In the gospel of Mark, the only human who recognized Jesus prior to his resurrection was the very Roman centurion put in charge of his execution (Truly, this man was the Son of God”). Only in his death was God’s Son revealed and recognized, not in his many acts of healing or nature miracles - (Mark 15:39).

In John, Jesus declared that when he was “lifted up, then you will know that I am the one.” Not his miracles, but his crucifixion would be the center of his kingdom. “If I am lifted up from the earth, then will I draw all men to me.” It was on the cross that the “Son of Man” was “glorified,” not when he raised Lazarus from the dead, as great as that miracle was.
And despite all the powerful miracles done by him, in the end, Jesus died alone on the cross, rejected by the Jewish nation, abandoned by his disciples, and crushed by Roman might.

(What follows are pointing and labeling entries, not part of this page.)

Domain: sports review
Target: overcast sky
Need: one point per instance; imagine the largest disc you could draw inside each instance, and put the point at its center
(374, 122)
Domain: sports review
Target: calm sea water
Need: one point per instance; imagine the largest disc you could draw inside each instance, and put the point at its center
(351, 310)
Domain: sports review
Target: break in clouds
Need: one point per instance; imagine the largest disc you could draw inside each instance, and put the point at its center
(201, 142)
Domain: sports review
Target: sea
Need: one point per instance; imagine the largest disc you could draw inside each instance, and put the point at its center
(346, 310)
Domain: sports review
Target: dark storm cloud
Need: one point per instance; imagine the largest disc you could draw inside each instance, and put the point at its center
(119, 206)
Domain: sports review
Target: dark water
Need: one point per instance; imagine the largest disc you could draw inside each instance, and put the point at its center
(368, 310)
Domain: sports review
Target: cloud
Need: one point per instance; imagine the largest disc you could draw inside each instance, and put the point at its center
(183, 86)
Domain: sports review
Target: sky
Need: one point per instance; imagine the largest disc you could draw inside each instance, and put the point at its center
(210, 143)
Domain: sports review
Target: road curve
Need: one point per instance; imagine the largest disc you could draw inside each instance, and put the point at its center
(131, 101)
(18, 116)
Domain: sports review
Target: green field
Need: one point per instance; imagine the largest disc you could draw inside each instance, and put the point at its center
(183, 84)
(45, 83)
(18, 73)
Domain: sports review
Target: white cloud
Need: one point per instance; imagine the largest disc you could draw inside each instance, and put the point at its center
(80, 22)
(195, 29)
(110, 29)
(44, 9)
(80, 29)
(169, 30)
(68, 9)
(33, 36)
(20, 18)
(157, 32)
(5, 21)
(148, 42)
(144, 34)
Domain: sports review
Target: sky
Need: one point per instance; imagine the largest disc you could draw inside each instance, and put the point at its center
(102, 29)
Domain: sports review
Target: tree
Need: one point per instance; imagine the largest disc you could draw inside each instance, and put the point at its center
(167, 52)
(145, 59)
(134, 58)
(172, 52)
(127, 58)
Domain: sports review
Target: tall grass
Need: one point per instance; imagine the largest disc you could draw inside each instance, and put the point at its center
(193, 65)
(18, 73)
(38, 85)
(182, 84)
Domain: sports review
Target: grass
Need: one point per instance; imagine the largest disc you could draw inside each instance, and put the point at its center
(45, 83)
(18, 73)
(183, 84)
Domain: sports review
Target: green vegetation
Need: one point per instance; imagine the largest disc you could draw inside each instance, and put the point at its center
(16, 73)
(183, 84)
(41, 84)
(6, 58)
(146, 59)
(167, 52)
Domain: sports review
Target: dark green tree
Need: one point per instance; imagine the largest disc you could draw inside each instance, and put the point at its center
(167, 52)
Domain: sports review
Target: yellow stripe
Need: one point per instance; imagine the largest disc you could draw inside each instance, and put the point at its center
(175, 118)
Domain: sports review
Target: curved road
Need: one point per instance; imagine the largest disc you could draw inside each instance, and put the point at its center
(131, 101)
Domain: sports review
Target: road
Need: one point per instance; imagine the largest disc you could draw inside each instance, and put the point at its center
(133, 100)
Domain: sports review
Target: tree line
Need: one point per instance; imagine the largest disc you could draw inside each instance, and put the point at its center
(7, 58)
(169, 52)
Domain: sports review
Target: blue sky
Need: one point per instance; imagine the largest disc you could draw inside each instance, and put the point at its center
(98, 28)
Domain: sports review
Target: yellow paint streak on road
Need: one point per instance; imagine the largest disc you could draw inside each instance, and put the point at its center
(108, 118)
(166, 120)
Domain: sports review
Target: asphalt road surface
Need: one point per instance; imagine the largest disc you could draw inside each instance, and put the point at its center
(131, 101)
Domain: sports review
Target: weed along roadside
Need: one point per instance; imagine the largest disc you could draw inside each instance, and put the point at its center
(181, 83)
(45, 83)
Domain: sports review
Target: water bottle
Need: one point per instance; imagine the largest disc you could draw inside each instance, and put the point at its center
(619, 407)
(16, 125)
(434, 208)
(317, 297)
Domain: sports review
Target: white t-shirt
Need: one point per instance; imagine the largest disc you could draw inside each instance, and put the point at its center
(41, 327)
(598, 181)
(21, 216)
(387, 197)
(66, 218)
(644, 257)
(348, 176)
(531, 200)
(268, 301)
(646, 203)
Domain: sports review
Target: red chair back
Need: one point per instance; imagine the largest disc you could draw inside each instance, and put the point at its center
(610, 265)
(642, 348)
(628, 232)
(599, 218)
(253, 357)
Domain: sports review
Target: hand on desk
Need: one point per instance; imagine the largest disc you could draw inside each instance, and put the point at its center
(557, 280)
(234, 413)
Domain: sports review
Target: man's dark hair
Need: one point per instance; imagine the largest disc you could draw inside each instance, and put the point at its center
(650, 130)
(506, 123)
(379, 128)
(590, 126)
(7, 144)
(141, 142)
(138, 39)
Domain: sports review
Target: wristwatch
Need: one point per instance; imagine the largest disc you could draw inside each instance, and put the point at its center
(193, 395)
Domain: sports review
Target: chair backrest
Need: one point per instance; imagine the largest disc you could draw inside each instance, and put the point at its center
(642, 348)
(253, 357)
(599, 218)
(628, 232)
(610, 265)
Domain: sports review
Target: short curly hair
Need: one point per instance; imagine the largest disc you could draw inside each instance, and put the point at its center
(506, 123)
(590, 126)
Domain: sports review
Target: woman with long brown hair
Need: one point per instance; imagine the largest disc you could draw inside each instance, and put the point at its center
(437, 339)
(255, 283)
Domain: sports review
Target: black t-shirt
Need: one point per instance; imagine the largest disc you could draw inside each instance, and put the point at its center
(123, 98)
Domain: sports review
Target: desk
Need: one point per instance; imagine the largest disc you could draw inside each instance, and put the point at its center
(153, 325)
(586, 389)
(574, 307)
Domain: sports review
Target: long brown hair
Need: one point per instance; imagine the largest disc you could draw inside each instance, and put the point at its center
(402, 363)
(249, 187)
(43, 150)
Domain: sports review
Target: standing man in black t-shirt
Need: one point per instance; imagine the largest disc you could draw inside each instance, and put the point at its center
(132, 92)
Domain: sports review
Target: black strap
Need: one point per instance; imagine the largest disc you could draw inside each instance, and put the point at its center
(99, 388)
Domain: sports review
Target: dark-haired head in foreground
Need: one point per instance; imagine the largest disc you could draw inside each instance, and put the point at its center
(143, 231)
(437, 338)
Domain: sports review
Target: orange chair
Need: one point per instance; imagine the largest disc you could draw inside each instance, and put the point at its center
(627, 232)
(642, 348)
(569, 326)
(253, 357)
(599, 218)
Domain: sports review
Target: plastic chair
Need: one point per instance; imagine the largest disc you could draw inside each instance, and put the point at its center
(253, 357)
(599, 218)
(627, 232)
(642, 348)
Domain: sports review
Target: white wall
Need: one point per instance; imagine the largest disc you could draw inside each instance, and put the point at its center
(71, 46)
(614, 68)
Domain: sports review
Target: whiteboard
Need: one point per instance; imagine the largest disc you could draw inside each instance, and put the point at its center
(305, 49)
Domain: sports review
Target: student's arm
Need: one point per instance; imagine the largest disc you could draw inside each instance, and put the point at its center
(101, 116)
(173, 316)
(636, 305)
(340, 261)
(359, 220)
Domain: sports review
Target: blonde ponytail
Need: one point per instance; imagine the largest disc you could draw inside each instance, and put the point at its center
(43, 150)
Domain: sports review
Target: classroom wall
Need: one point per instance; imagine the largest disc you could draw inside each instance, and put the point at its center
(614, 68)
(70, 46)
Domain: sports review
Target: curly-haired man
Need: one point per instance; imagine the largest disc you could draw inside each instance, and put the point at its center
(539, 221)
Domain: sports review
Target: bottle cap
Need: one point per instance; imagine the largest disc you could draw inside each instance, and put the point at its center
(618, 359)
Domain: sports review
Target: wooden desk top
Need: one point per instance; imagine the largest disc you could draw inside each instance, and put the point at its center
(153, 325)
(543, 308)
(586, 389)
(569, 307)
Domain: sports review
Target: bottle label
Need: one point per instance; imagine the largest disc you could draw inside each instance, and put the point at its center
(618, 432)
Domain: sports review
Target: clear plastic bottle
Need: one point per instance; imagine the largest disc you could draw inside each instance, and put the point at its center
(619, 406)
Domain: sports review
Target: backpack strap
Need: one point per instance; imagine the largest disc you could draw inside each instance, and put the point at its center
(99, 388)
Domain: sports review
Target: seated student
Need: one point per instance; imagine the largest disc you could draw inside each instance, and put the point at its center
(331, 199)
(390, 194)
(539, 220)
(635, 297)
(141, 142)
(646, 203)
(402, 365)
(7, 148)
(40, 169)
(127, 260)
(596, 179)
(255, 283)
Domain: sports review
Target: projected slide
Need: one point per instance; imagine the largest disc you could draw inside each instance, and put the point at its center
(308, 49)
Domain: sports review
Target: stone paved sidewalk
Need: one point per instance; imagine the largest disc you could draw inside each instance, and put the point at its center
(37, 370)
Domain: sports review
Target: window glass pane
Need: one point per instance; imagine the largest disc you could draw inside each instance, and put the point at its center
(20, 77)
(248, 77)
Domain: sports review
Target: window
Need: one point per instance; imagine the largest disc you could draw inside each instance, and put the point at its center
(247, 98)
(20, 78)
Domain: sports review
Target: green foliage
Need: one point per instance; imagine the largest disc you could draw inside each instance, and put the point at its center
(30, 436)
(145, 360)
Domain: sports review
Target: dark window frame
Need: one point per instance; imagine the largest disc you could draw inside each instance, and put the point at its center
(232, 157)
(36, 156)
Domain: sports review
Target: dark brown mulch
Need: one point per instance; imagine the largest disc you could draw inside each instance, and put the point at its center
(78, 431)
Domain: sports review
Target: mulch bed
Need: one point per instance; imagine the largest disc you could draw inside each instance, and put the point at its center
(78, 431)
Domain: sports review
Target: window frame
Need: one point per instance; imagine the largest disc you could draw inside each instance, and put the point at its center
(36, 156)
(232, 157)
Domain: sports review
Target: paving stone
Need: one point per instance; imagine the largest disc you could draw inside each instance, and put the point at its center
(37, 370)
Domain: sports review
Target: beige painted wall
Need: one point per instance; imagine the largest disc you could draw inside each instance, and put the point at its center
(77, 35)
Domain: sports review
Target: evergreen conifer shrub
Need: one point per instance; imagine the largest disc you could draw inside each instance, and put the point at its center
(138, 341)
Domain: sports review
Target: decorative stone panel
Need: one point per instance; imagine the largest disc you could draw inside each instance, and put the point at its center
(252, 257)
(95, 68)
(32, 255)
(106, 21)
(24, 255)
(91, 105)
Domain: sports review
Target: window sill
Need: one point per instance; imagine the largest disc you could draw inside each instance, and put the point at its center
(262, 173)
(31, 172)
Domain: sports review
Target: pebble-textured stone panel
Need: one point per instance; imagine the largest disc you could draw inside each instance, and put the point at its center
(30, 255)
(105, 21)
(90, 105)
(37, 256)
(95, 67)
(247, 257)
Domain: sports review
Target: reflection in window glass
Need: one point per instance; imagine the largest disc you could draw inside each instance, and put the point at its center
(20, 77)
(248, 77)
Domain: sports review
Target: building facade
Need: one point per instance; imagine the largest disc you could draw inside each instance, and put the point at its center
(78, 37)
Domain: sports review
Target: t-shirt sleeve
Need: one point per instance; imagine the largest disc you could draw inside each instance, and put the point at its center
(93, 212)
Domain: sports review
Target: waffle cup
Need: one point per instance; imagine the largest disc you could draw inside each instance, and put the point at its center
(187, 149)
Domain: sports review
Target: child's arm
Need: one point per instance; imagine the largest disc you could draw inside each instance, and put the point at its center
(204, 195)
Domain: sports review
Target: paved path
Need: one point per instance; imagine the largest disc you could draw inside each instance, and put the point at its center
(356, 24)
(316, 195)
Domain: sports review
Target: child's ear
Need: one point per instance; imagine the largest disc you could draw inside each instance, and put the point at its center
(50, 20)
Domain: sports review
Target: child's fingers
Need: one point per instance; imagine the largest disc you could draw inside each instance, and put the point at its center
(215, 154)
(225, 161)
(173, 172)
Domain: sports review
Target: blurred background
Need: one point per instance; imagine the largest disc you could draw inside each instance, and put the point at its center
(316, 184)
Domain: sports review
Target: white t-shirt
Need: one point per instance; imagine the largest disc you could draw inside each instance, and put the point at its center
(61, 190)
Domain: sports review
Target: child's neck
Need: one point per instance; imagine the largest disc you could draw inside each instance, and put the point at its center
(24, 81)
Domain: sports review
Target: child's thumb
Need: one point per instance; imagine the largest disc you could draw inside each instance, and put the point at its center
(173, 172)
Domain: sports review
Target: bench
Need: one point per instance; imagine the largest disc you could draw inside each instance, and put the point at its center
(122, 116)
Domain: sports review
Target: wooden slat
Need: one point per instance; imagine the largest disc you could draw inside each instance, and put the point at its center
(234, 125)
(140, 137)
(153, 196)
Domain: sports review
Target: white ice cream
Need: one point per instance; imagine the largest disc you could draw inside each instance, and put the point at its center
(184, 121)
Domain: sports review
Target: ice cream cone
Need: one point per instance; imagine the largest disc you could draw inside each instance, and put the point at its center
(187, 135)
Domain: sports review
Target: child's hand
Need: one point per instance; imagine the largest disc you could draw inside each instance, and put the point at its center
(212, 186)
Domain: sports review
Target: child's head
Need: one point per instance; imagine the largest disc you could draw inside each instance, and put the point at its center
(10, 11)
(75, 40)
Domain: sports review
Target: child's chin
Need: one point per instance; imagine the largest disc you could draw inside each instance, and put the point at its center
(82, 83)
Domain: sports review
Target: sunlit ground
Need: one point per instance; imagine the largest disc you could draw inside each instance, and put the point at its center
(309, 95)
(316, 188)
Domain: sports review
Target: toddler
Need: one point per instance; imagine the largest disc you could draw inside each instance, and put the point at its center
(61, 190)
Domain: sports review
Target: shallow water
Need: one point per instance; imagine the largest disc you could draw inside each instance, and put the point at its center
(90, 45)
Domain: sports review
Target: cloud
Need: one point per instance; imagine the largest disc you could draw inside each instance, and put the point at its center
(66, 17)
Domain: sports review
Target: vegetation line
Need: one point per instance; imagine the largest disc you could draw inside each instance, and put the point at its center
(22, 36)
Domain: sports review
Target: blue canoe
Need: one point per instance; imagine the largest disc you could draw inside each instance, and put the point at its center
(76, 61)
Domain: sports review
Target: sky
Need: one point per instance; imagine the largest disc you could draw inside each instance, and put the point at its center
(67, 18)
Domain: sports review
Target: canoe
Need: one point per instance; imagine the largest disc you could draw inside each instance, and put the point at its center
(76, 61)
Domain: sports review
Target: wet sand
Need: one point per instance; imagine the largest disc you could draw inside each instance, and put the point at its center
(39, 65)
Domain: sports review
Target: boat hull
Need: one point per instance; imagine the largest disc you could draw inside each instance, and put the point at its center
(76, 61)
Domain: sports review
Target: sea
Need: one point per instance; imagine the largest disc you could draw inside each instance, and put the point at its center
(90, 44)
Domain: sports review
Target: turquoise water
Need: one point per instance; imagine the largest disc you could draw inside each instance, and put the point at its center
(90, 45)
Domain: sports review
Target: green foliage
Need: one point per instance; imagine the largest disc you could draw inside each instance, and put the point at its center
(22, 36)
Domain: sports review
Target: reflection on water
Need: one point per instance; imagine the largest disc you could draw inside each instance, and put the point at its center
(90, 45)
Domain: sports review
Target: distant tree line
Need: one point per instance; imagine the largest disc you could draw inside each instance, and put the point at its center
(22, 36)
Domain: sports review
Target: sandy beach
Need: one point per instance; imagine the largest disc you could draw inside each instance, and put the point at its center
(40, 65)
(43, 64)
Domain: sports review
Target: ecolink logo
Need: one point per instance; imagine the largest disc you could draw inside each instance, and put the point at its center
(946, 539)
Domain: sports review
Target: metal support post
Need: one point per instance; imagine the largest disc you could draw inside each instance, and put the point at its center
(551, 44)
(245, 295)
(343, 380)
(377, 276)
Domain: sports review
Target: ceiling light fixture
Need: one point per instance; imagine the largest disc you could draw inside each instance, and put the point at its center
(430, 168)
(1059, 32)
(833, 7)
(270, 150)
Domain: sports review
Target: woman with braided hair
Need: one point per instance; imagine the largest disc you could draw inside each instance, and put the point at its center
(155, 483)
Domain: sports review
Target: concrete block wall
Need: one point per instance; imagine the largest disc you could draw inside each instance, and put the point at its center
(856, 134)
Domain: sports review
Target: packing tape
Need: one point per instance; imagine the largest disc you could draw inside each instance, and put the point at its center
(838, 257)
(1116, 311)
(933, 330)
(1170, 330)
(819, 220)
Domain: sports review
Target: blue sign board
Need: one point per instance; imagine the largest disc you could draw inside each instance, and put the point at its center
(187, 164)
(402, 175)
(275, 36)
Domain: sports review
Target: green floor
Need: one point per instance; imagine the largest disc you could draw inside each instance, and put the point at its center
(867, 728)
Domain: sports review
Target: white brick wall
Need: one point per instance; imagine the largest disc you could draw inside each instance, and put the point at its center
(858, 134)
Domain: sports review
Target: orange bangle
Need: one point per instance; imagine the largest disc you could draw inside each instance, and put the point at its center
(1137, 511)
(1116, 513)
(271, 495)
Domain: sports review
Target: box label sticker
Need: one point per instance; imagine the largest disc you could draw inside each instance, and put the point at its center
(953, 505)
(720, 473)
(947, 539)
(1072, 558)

As for his followers, Jesus instructed his disciples to take up their crosses daily and to follow in his footsteps. When Satan offered him political power, he refused it. His followers were summoned to something far different than the ways of this fallen world:
  • You know that the rulers of the Gentiles dominate them, and their great ones tyrannize them. Not so shall it be among you: but whosoever would become great among you shall be your servant, and whosoever would be first among you shall be your slave; even as the Son of Man came not to be served, but to serve, and to give his life a ransom for many.”
Yes, Jesus has been exalted and now reigns from God's “right hand,” but that position came at great cost. As Paul explained, he took on the “form of a slave, humbled himself, and became obedient unto death, the death of the cross, therefore God has highly exalted him.” Suffering, humiliation, and death preceded his exaltation, but we seek power and prominence apart from the Cross.

The book of Revelation is most instructive. John described himself as a “fellow participant” with the “churches of Asia” in the “tribulation and the kingdom and the perseverance of Jesus.” One definite article modifies all three nouns; each is a part of the whole. To live in the kingdom means “tribulation” and “perseverance.”

The “seven churches of Asia” were summoned to “overcome” by persevering through trials, deceptions, and persecution, not by escaping them. Believers who do “overcome” reign with him, but first, they first must overcome in the same manner that he did - (Revelation 3:21).

Overcoming believers conquer by “following the Lamb wherever he goes,” which may mean martyrdom. And the saints “overcome” Satan “by the blood of the Lamb, the word of their testimony, and because they loved not their lives unto death.”

The Apostle Paul claimed that the proclamation of “Christ crucified” was scandalous to Jews and folly to Greeks. The very idea that God achieved victory over sin, death, and Satan by means of the unjust death of a powerless messiah was foolishness to the philosophies and ideologies of the world. Yet Paul called the Cross of Christ God’s very power and wisdom, even arguing that only the “spiritually minded” could comprehend the Cross.

When he was criticized by certain “super-apostles” who pointed to their supposed apostolic credentials and the signs that accompanied their preaching, rather than respond by pointing to the miraculous in his own ministry, instead, Paul gave a long list of the things he had suffered for the gospel; it was his willingness to endure hardship and persecution that validated his apostleship. And though he had even experienced the “third heaven,” that tremendous vision was of far less importance than what he learned through an especially severe personal trial:
  • My grace is sufficient for you, for my power is made perfect in weakness. Most gladly, therefore, will I rather glory in my weaknesses, that the power of Christ may rest upon me” – (2 Corinthians 12:9).
And that is the real problem – Christ crucified is something we do not understand and an example we do not wish to follow. His gospel is found in his teachings and epitomized by his life of self-denying service for God’s kingdom, and especially by his death.

Just as “all men were drawn” when he was “lifted up” on Golgotha, so, I suspect, the world will be won by men and women whose lives are conformed to the Cross. “Sign and wonders” may help along the way, but they are not the key to the gospel’s success.